A guide to immobilisers

An engine immobiliser allows your car to start only when the correct key or fob is used, protecting it against thieves.

Car security

25 January 2021

What is an immobiliser? All you need to know

As you might already know, adding extra security features to your car can help keep your insurance premium low. An engine immobiliser is one of the things you can add which may make a saving. Some people might not even know if their car has an immobiliser or not, which means they can end up paying more than they need to. Some of you might even be asking yourself ‘what is an immobiliser?’

What is an immobiliser?

An immobiliser is an electronic device that’s fitted into a car to stop the engine from running unless the correct key or key fob is present. Since the engine can only be started with the correct key, it means it can’t be hotwired, even if someone breaks into it.

Three main components make your car start – the ignition, the fuel system, and the starter motor. Mechanically speaking, an immobiliser works by disabling at least two of these three components. When any of these parts are disabled, the car can’t start.
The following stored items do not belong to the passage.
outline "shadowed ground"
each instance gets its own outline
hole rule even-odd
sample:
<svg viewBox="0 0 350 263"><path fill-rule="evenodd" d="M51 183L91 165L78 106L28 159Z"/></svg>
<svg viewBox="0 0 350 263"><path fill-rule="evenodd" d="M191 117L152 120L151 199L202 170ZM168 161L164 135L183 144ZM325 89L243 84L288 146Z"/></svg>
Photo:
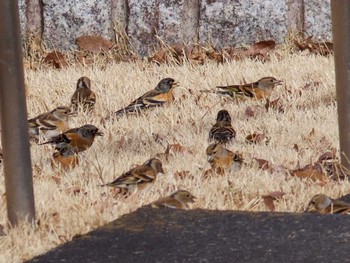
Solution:
<svg viewBox="0 0 350 263"><path fill-rule="evenodd" d="M143 207L29 262L350 262L349 220Z"/></svg>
Putting your key in the ignition will send a unique code from the key to the electronic control unit (ECU), which has the same unique code. So, using the wrong key/key fob - or no key at all - will make the immobiliser kick in as the codes won’t match.

Silver car parked on driveway in front of garage with a brown door

How to check if your car has an immobiliser

If you don’t know if your car has an immobiliser or not, there are a few notes that can help with that. To check if your car has a factory-fitted immobiliser, you can check your car’s handbook. This book should have all the details about your car, including whether or not it has an immobiliser fitted.
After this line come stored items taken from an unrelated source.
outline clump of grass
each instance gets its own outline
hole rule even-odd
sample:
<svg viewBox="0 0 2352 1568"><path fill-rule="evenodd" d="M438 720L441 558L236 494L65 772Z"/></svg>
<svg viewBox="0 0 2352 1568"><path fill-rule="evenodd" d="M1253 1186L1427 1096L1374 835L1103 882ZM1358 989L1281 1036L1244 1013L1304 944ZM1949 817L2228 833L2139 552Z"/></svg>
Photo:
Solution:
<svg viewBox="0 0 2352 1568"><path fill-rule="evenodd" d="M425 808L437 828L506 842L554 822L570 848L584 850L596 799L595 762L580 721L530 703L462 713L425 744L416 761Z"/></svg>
If your car is secondhand, it’s possible that a previous owner may have disabled or removed its immobiliser. There are several reasons why a previous owner might have done this, such as:

  • Faulty coding
  • Parts have been replaced in an area of the car where the immobiliser data is different
  • A previous owner lost their keys, and the new ones weren’t programmed properly
  • The car’s battery was replaced – all old key information is lost when this happens
  • An electrical surge in the car blew a component in the ECU

On the contrary to this, if your car is secondhand, a previous owner may have had a new or replacement immobiliser fitted. So, while it may not be factory-fitted, the car could still have an immobiliser.

All information relating to the immobiliser – including whether it has been removed or replaced - should be reflected in your car’s handbook. However, if this information isn’t clear, any qualified mechanic should be able to assess the car and confirm for you.
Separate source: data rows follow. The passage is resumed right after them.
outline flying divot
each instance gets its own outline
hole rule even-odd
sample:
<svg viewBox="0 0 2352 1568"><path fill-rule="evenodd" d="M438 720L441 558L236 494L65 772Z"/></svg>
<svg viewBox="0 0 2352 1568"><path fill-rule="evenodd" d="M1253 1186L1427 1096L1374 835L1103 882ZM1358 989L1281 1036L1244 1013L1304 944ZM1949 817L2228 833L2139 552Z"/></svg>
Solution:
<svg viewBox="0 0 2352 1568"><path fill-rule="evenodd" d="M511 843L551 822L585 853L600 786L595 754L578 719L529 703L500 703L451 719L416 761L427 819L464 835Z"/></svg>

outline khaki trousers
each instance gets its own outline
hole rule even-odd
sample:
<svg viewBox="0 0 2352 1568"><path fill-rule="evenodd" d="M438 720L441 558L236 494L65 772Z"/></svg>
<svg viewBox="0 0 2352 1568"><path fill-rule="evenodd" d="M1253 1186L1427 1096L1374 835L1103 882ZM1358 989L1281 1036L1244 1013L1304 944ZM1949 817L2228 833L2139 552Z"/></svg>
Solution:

What is a Thatcham device?

Thatcham is an independent company that rates a car’s security to help insurance providers calculate your insurance premium. This independent evaluation looks at your car’s safety features, such as alarms and immobilisers. It’s important to note that Thatcham rates some alarms and immobilisers better than others.

You can find out your car’s rating on Thatcham’s website. You’ll be asked to enter details about your car, such as make and model, fuel type and year of manufacturing. You’ll then be given a series of results about your car’s safety, such as a theft rating, whiplash rating and group rating.

These results will determine how safe your car is and will be used to help your insurer determine a fair premium.

Will an immobiliser lower my car insurance premium?

Having an immobiliser will make your car significantly safer, which means it’s going to be harder to steal. This is a good thing, as it makes you less of a risk to car insurance providers and can result in you getting a fairer premium. A factory-fitted and Thatcham-approved immobiliser is the best option since it is the highest-rated. Be sure to always check with your insurer for their car insurance policies, as they will differ between suppliers.